Canada lost two Indigenous First World War airmen in early April 1918.
Lieutenant James David Moses, 26, was reported missing on April 1 with his pilot, South African Second Lieutenant Douglas Price Trollip, after their plane was shot down near Grévillers, France.
Moses had been a teacher on the Six Nations of the Grand River reserve near Brantford, Ont., before enlisting with the Canadian Expeditionary Force in 1915.An infantry officer, he served with the 114th Battalion (Haldimand)— known also as Brock’s Rangers—and the 107th Timber Wolf (Winnipeg) Battalion.
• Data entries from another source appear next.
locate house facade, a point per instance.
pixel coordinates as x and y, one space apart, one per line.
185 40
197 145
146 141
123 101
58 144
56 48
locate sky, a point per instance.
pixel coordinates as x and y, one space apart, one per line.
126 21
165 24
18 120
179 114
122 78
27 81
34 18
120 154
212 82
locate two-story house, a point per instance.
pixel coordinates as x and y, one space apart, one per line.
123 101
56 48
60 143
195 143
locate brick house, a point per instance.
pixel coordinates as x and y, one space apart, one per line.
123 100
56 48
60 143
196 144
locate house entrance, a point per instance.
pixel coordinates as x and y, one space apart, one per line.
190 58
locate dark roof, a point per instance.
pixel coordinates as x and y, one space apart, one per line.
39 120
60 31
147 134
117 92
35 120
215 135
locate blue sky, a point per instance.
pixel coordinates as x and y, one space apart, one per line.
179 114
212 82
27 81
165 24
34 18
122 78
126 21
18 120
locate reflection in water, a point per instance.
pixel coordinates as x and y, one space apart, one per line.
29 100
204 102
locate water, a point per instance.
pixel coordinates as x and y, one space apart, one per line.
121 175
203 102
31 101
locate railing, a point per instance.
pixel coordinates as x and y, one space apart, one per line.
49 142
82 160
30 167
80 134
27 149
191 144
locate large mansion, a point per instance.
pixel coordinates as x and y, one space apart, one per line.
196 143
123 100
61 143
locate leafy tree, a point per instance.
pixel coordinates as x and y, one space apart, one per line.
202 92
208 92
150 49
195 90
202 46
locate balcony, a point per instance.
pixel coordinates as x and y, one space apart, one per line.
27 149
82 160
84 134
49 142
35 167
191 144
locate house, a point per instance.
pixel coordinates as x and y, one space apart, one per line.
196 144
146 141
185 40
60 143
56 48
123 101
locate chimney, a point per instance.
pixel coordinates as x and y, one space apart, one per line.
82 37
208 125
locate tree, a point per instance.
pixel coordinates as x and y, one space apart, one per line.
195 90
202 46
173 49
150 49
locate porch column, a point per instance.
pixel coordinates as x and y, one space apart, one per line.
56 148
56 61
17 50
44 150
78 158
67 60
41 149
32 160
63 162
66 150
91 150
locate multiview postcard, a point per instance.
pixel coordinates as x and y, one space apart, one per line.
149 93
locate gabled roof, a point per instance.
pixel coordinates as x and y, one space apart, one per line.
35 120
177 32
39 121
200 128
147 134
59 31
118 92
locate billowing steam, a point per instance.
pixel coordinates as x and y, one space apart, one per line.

He fought on the Somme and Ypres Salient and in the Battle for Hill 70 near Lens, says an entry on the 57 & 630 Squadrons’ Association website, contributed by his great nephew, John Moses.
Moses was seconded to the Royal Flying Corps in September 1917 and trained as an air gunner and forward artillery observer in England.
In January 1918 he was sent to France where he served on bombing and reconnaissance missions with No. 57 Squadron, completing 13 bombing raids and 17 reconnaissance flights from January through March 1918.
“Our machine was pretty well shot up.”
“My pilot and I have had some very thrilling experiences just lately,” Moses wrote his final letter home on March 30, 1918, quoted in Aboriginal People in the Canadian Military.
“We bombed the German troops from a very low height and had the pleasure of shooting hundreds of rounds into dense masses of them with my machine gun. They simply scattered and tumbled in all directions. Needless to say we got it pretty hot and when we got back to the aerodrome found that our machine was pretty well shot up.”
Two days later, it was shot down by Leutnant Hans Joachim Wolff, a member of Manfred von Richthofen’s fighter wing, known as the Red Baron’s Flying Circus.
The bodies of Moses and Trollip were never recovered. Moses is listed on the Arras Flying Services Memorial.
Just a week later, Lt. John Randolph Stacey, 30, from Kahnawake, Que., was killed in a flying accident.
Stacey, who had 20 hours solo flying experience, had also first served with the 114th Battalion before joining the Royal Flying Corps in November 1917, which officially became the Royal Air Force April 1.He left the ground with the aeroplane’s tail down; it had stalled.
Stacey had asked to take up a new Sopwith Dolphin scout the evening of April 8, according to a report on the inquest into his death in Elliott White Springs’ War Birds: The Diary of a Great War Pilot.
Witnesses said he left the ground with the aeroplane’s tail down; it had stalled. Stacey turned left, the nose of the craft went down and it side-slipped into the ground.
He was taken to hospital with a compound fracture of the right thigh and a concussion; he died soon afterwards.
“Of course airmen had to try new machines at some time or another, and the deceased’s superior officer thought he was fit to fly this particular machine,” said the coroner. “Clearly no blame can be attached to anybody and the fatality was one of those deplorable accidents which occur from time to time.”
Stacey is buried in Heston (St. Leonard) Cemetery in Middlesex, U.K.